32Renzetti m’a récemment parlé de ce que l’on pourrait appeler la tragicomédie du Collier de Goering. Il parait que le cœur du gros maréchal51 est encore affligé de la même douleur qu’en mai dernier, lorsqu’il vit pendre au cou de Ribbentrop la chaîne en or de l’Annonciation ! J’en parle au Duce : il n’est pas nécessaire de faire souffrir plus longtemps le volumineux quasi-dictateur du Reich. Mussolini, qui a un sentiment de mépris pour ces honneurs, m’autorise à écrire au Roi une lettre-supplique pour exposer le cas pitoyable du tendre Hermann, privé de son légitime pendentif, et pour proposer qu’un Collier lui soit offert, le 22 mai, triste anniversaire de l’alliance. Nous espérons que le Roi accepte la proposition car en matière de Collier, il est très circonspect et mesuré.
3324 avril. François-Poncet m’a apporté une lettre cachetée de Paul Reynaud pour le Duce. Il était plutôt piqué à vif que lui, ambassadeur de France, soit porteur d’un pli dont il ignorait à cent pour cent le contenu et a décoché quelques flèches envers son gouvernement pour dire finalement du bien de Reynaud : « C’est un homme qui a toujours eu le courage de dire l’ingrate vérité mais qui a tous les défauts des hommes qui font moins de 1,60 mètre. Il se met en avant de peur de ne pas être pris au sérieux. » Mussolini a lu la lettre avec satisfaction et mépris. En réalité, c’est un étrange message, un peu mélancolique et un peu gascon, qui reflète bien, je crois, le tempérament de son auteur52. Il conclut avec une demi-invitation pour une rencontre avant que les deux peuples ne croisent le fer. Mussolini se propose de répondre par un refus, ajoutant quelques paroles afin de dédramatiser la vision des choses selon Reynaud. Naturellement, la première pensée du Duce a été d’en envoyer une copie à Hitler.

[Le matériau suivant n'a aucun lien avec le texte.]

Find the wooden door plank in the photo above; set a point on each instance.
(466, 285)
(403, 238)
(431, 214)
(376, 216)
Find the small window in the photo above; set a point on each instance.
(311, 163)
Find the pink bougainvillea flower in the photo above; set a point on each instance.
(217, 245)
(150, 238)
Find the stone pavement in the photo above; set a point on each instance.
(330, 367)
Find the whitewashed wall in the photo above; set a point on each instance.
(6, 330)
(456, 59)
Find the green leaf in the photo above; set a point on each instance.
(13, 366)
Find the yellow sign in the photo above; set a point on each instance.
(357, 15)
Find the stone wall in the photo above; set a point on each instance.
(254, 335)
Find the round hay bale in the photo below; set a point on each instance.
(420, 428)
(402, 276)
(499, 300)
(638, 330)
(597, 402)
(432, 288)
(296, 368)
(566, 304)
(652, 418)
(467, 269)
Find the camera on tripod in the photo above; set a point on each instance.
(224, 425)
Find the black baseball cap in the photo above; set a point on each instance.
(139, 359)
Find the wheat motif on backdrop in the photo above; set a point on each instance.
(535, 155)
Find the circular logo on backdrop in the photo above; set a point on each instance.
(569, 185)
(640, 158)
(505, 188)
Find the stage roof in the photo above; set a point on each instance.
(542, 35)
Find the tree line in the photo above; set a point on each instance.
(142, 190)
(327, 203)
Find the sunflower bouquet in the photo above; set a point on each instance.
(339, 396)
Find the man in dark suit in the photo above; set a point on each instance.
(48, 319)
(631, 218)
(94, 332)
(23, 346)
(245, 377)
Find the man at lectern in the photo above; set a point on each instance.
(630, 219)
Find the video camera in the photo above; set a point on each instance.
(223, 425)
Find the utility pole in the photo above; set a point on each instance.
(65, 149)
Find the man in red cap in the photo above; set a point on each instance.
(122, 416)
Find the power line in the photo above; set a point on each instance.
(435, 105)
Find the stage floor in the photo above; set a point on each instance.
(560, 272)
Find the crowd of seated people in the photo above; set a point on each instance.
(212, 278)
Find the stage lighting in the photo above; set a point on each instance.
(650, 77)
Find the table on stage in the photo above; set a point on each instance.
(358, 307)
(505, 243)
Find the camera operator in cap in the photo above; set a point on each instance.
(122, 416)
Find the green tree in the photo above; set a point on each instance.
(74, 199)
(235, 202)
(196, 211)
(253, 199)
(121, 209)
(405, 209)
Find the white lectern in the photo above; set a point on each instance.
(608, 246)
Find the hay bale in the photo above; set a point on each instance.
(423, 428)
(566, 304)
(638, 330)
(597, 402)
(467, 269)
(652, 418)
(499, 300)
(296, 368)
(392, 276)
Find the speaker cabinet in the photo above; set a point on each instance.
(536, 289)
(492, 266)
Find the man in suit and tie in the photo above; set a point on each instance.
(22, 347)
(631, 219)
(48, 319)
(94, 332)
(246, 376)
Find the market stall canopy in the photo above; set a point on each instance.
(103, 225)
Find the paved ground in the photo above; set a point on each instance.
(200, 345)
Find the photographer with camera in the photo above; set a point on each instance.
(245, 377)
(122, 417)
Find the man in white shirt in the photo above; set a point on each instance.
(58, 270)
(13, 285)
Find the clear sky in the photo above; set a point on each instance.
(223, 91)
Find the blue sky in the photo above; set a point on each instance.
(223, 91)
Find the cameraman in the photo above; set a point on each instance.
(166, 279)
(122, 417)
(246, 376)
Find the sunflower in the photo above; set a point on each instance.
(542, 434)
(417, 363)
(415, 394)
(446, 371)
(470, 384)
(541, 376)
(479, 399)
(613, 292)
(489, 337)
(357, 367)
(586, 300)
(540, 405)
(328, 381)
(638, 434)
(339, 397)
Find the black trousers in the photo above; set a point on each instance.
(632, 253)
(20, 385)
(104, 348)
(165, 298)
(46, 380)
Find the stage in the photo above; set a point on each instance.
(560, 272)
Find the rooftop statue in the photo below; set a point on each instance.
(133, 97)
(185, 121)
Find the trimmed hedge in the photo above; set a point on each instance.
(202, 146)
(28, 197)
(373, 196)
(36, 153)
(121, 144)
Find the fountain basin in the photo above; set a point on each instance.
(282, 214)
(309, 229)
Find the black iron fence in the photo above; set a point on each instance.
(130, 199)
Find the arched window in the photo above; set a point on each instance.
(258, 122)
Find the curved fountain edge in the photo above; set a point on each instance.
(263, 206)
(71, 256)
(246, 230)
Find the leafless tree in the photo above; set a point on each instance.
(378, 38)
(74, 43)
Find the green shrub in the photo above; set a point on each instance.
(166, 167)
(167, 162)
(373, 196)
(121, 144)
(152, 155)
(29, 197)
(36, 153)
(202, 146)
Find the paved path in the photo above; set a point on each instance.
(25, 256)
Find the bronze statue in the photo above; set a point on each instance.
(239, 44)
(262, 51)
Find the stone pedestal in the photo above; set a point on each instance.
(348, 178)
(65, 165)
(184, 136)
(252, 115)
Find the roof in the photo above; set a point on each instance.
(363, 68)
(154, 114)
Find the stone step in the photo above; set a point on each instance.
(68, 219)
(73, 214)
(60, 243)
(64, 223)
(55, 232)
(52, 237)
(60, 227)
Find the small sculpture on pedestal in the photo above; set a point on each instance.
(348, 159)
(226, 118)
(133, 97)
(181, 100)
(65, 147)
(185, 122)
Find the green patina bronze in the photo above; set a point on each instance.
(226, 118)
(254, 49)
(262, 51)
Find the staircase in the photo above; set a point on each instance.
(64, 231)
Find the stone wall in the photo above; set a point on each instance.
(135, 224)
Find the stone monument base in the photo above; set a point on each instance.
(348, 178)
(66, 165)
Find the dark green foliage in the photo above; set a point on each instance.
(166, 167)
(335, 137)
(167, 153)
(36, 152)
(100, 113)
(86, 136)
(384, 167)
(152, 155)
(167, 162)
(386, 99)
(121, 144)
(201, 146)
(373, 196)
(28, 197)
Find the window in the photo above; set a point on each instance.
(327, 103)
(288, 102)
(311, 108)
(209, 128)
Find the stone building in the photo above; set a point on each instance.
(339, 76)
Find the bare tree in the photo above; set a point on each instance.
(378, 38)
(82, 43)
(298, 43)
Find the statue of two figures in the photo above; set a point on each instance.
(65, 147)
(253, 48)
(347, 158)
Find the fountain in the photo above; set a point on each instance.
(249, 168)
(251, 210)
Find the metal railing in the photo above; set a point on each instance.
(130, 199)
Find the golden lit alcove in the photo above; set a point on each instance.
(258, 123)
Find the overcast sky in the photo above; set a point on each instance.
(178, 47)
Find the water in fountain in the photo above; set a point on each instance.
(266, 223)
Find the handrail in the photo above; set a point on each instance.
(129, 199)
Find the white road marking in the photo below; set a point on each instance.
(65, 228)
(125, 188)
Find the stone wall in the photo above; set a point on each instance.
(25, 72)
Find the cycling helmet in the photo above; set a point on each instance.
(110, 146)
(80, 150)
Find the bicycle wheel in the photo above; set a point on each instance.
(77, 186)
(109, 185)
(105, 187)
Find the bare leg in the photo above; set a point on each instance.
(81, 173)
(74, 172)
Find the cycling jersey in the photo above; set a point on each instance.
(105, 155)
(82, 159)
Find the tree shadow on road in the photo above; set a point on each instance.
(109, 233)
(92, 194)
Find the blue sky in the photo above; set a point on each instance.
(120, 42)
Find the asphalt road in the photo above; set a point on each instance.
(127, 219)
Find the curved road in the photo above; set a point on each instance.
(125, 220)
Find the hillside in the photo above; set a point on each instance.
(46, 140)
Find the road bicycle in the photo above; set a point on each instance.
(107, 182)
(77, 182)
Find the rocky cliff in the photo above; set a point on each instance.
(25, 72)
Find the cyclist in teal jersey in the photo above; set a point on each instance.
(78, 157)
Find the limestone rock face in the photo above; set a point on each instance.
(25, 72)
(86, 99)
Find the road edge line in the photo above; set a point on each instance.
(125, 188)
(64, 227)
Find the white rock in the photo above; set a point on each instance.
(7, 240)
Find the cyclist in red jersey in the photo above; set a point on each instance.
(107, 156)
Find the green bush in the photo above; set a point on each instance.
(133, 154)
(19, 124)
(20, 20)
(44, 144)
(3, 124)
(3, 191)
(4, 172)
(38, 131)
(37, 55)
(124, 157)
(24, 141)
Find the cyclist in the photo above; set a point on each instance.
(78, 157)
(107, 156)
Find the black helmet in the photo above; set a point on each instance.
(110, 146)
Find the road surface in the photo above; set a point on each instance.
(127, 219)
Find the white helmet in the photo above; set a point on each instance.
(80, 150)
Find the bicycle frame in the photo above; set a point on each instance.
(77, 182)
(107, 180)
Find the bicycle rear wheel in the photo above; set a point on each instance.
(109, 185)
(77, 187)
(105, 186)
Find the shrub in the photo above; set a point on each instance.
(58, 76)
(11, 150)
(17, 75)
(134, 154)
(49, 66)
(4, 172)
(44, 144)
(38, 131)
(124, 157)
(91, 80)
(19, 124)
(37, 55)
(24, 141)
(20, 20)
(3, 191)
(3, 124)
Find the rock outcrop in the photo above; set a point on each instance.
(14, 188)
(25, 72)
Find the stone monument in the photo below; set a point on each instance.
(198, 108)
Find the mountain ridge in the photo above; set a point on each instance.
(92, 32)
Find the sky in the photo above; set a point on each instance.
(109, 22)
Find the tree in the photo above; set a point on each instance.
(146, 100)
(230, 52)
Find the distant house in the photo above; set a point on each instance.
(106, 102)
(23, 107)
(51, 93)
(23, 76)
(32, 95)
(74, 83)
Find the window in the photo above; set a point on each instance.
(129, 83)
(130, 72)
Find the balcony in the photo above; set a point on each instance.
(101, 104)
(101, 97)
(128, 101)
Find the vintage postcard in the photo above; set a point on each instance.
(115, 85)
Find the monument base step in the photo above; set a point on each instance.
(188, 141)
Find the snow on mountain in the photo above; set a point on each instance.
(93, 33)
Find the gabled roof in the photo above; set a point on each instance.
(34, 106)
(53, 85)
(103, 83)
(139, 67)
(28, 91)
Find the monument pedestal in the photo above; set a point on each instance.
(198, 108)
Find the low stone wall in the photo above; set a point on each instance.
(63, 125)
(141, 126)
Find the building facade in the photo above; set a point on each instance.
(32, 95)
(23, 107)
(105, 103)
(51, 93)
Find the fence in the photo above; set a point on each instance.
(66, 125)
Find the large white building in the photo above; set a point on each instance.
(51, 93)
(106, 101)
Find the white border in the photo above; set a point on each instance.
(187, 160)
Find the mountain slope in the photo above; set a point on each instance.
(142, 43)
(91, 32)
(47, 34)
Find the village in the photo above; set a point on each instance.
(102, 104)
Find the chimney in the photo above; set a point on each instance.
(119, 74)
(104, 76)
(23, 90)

34Mackensen vient me voir, de retour de Berlin. Il parle de la proposition hongroise d’une conférence à trois à laquelle il est opposé. Mauvaise idée de l’inquiet comte Csáky. Au retour du palais de Venise, en voiture, il fait une allusion à la position d’Attolico. Je l’invite à parler et me dit alors qu’on en désire désormais le rappel. C’est normal : c’est un Italien et un gentilhomme. Hitler pense à Farinacci ou à Alfieri comme successeur. J’écarte le premier et je m’arrête sur le second. Je suis certain que Mussolini accèdera au désir allemand.
3525 avril. Je parle au Duce de la question de l’ambassadeur en Allemagne. Mussolini accepte sans difficulté la nomination d’Alfieri53 que j’accompagne au palais de Venise. Le Duce lui donne tout de suite quelques instructions sur sa prochaine mission en Allemagne. Il réitère la fidélité à l’alliance mais en ce qui concerne la guerre, il lui dit qu’il « n’y rentrera seulement que lorsqu’il aura une certitude quasi mathématique de la vaincre ». Alfieri sort de la salle de la Mappemonde avec la conviction qu’il devra adopter une position d’attente en Allemagne. À la Chambre, Giunta54 a fait un discours inconsistant et mal élevé, à caractère nettement germanophile et avec une tonalité si absurde qu’il a gelé la Chambre. Mussolini, qui avait approuvé les premières phrases, est resté frappé par l’atmosphère froide que l’adoration désordonnée de l’Allemagne de la part de Giunta a créée dans l’hémicycle. Inversement, Pavolini, qui a débuté comme ministre, a obtenu un beau succès.
3626 avril. Le journaliste Barzini fils a été arrêté. D’après un des documents prélevés comme d’habitude à l’ambassade britannique, il résulte qu’il est allé informer les Anglais du fait que nous avons un service de contrôle qui opère efficacement dans le milieu de l’ambassade même. Il avait dit que « Mussolini est un fou » et que les journalistes italiens détestent chaque ligne de ce qu’ils sont obligés d’écrire. Le Duce est furieux et parle de le traîner devant le Tribunal spécial.
37La réponse pour Reynaud est prête. Une lettre froide, âpre, dédaigneuse. Demain, je la remettrai à François-Poncet et ce soir une copie à Mackensen. J’ai cherché à la rendre moins âpre, au moins dans la forme, mais mes efforts n’ont eu qu’un modeste résultat. Il est clair que la lettre du Duce permettra à Reynaud de prouver notre extrémisme provocant aux partisans français d’une politique pro-italienne55. Le Duce a également envoyé un bref message téléphonique à Hitler pour lui conseiller de tenir Narvik à tout prix56.
38J’obtiens du Duce la nomination d’Attolico auprès du Saint-Siège57. Je ne voulais pas donner le sentiment aux Allemands qu’il suffisait d’un pouce baissé pour liquider un de nos hommes qui a très bien fait son devoir. Sinon, qui sait où cela finira et qui sera la prochaine victime sur l’autel nazi.
3927 avril. Au fond, François-Poncet n’est ni surpris, ni amer de la réponse de Mussolini à Reynaud. Il ne connaissait pas le texte de la lettre française et je le lui ai montré. Tout en louant l’esprit et la forme du document, il a dit qu’il avait été évidement écrit par quelqu’un qui ne connaissait pas Mussolini, croyant le prendre par le côté sentimental. Grave erreur de laquelle Poncet a cherché, depuis longtemps et en vain, à éloigner son gouvernement qui y est maintenu par des italophiles comme Laval, encouragés parfois par Guariglia lui-même. La lettre de Mussolini, qu’il a définie comme étant « sèche », viendra dissiper beaucoup d’équivoques.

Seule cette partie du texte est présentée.